Il progetto, organizzato dall’associazione Terra del Fuoco, intende portare i ragazzi delle scuole d’Italia con il treno per visitare il campo di concentramento polacco di Auschwitz-Birkenau, il lager nazista dove trovarono la morte fra 1,1 e 1,5 milioni di persone, in grandissima maggioranza ebrei.
Questa sarebbe stata la terza edizione della Cena della Memoria.
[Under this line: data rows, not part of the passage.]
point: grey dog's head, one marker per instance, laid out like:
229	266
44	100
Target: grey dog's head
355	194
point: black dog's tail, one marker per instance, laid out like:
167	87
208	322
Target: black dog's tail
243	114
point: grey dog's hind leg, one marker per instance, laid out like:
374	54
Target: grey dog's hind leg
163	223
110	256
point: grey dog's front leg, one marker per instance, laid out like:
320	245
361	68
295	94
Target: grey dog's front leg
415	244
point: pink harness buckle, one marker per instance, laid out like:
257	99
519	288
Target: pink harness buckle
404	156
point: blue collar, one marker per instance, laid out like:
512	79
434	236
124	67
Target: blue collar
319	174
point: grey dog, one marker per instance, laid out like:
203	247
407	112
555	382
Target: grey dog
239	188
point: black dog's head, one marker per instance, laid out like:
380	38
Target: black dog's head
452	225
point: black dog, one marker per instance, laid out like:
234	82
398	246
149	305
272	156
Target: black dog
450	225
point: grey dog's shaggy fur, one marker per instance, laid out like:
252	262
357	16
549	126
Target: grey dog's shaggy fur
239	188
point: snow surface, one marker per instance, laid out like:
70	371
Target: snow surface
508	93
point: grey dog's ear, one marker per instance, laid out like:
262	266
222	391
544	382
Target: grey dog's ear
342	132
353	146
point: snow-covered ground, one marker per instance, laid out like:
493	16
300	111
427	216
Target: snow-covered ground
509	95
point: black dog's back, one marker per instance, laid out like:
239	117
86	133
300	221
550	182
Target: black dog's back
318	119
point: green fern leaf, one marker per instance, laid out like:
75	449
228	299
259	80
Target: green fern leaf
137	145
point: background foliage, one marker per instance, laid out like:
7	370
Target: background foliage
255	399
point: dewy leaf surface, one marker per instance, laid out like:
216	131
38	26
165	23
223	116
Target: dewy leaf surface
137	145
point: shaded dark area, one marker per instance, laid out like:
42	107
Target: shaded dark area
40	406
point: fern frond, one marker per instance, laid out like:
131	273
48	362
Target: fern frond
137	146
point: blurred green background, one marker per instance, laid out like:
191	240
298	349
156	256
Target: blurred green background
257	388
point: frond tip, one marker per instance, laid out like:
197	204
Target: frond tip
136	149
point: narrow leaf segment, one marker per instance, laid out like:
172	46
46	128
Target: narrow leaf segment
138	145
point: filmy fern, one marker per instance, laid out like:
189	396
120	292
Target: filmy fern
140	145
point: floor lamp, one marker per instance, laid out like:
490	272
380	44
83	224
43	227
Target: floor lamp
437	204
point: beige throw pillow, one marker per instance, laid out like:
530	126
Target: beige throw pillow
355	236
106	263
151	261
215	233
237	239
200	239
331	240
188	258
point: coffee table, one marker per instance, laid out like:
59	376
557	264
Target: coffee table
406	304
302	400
L’anno scorso erano stati raccolti cinquemila euro, frutto di un centinaio di sottoscrizioni. E per portare uno studente ad Auschwitz servono 350 euro. Scrive Claudia Voltattorni sull’edizione romana del Corriere:
«Le adesioni sono state pochissime: Eataly ci ha chiamato e ci ha detto che erano costretti ad annullare la cena», dice Oliviero Alotto, presidente di Terra del Fuoco. «Siamo molto dispiaciuti», aggiunge. […] Ma il problema, dice Alotto, «temo che riguardi il tema della Resistenza e dello Sterminio: argomenti che interessano sempre meno persone, forse si preferisce dimenticare». […]
Secondo Eataly, invece si è trattato solo di «una sbagliata tempistica nella scelta della data della cena: troppo a ridosso delle vacanze di Natale, le persone magari sono appena tornate dalle ferie e ancora devono organizzarsi». L’annullamento della cena è stato deciso venerdì scorso: solo 5 le prenotazioni al sito del ristorante. Troppo poche per far muovere 17 chef da tutta la regione che avrebbero cucinato gratuitamente. Erano attesi: Fabio Nitti, Meze’ Bistrot, Federico Delmonte, Dino De Bellis, Danilo Ciavattini, Lucio Pompili, Vincenzo D’Amato, Marco Davi, Eliana Catalani, Luciano Monsillo. Giovanni Terracina, Dario Bascetta Greco, Il Mondo di Laura, Danilo Valente, Dolci di Sezze, Tiziano Mita, Andrea De Bellis.
Nulla è perduto però. Da Eataly fanno sapere che «non si tratta di un annullamento ma solo di una sospensione per poi uno spostamento ad una nuova data». E stavolta «avremo più tempo per organizzarla al meglio».